1.
2.
"no waaaaaaaay was major john sheppard asking rodney to pass the pitcher of not-orange juice down the table, uh-uh, not at all, not possible. because this might be the pegasus galaxy, not the milky way, and they were admittedly geographically distant, but this was still the universe, he was fairly sure, and in THIS universe men like major john sheppard, us air force, really cool hair, did not ask men like rodney mckay, smartest genius in teh history of ever, to pass the not-orange juice.
"or the orange juice. or the salt. or the potatoes. they didn't even ask them for the time.

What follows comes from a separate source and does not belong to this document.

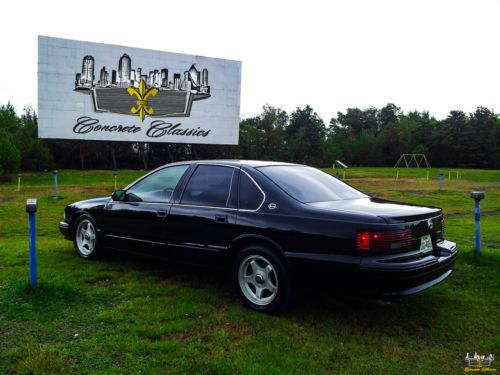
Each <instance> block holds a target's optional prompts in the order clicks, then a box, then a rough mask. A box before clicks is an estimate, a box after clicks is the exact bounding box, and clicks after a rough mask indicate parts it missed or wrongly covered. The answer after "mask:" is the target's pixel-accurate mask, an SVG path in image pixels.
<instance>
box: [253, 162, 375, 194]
mask: <svg viewBox="0 0 500 375" xmlns="http://www.w3.org/2000/svg"><path fill="white" fill-rule="evenodd" d="M258 170H259V171H261V172H262V173H263V174H264V175H266V176H267V177H269V178H270V179H271V180H272V181H274V182H275V183H276V184H277V185H278V186H279V187H280V188H281V189H283V190H284V191H285V192H286V193H288V194H289V195H290V196H292V197H293V198H295V199H297V200H298V201H300V202H303V203H312V202H326V201H338V200H343V199H357V198H366V195H365V194H363V193H361V192H359V191H357V190H356V189H354V188H352V187H350V186H349V185H347V184H344V183H343V182H342V181H339V180H338V179H336V178H335V177H333V176H331V175H329V174H327V173H324V172H321V171H320V170H318V169H315V168H311V167H306V166H300V165H275V166H268V167H260V168H258Z"/></svg>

"even if they were concerned that they were going to be late to the most important appointment of their lives, and they had no idea what time it was, and it was really important that they leave at exactly a quarter after eleven, and there were no clocks, and no sun that they could use to tell time with, assuming they had a sun dial, they would still rather be late than ask men like rodney mckay, brilliant genius who is somehow still a loser, to tell them the time. even in a rude tone of voice, they still wouldn't. it was pretty strange, actually. and tragic."
2.
"rodney! wait! don't leave me!"
"look, i'm sorry if you wanted to begin a scathing homophobic diatribe with the phrase 'don't leave me', even though you've never shown the slightest hint of it and, in fact, have really gay hair, but i'm a little too busy feeling crappy even though i should be feeling post-coital since we just had the best sex in the universe."
"i didn't want to. it was the furthest thing from my mind. it was so far away from my mind that even you couldn't calculate how long it would take to get to it from my head by puddle-jumper, although i, of course, could. i actually solved that math problem from good will hunting, want to see? over dinner and a movie?"
"oh, forgive me for being really rude all the time, your recent orgasm, and NOT BELIEVING that you were crying 'wait, rodney' as i tried to leave you right after amazing sex because you wanted a date. but even if you do, you only want to date me now because of that mind-blowing orgasm. tomorrow morning you'll remember your homophobia and come chasing me down with a pickup truck, some chains, and one of those cartoon baseball bats with a giant spike in one end."
"no, i won't. gay hair aside, i'm not gay, but this strange and new tingly feeling in my abdomen and my sudden unaccountable penchant for receding hairlines tells me that i am totally gay FOR YOU."
"okay. can you fit in a curtain-shopping expedition next wednesday, about two pm?"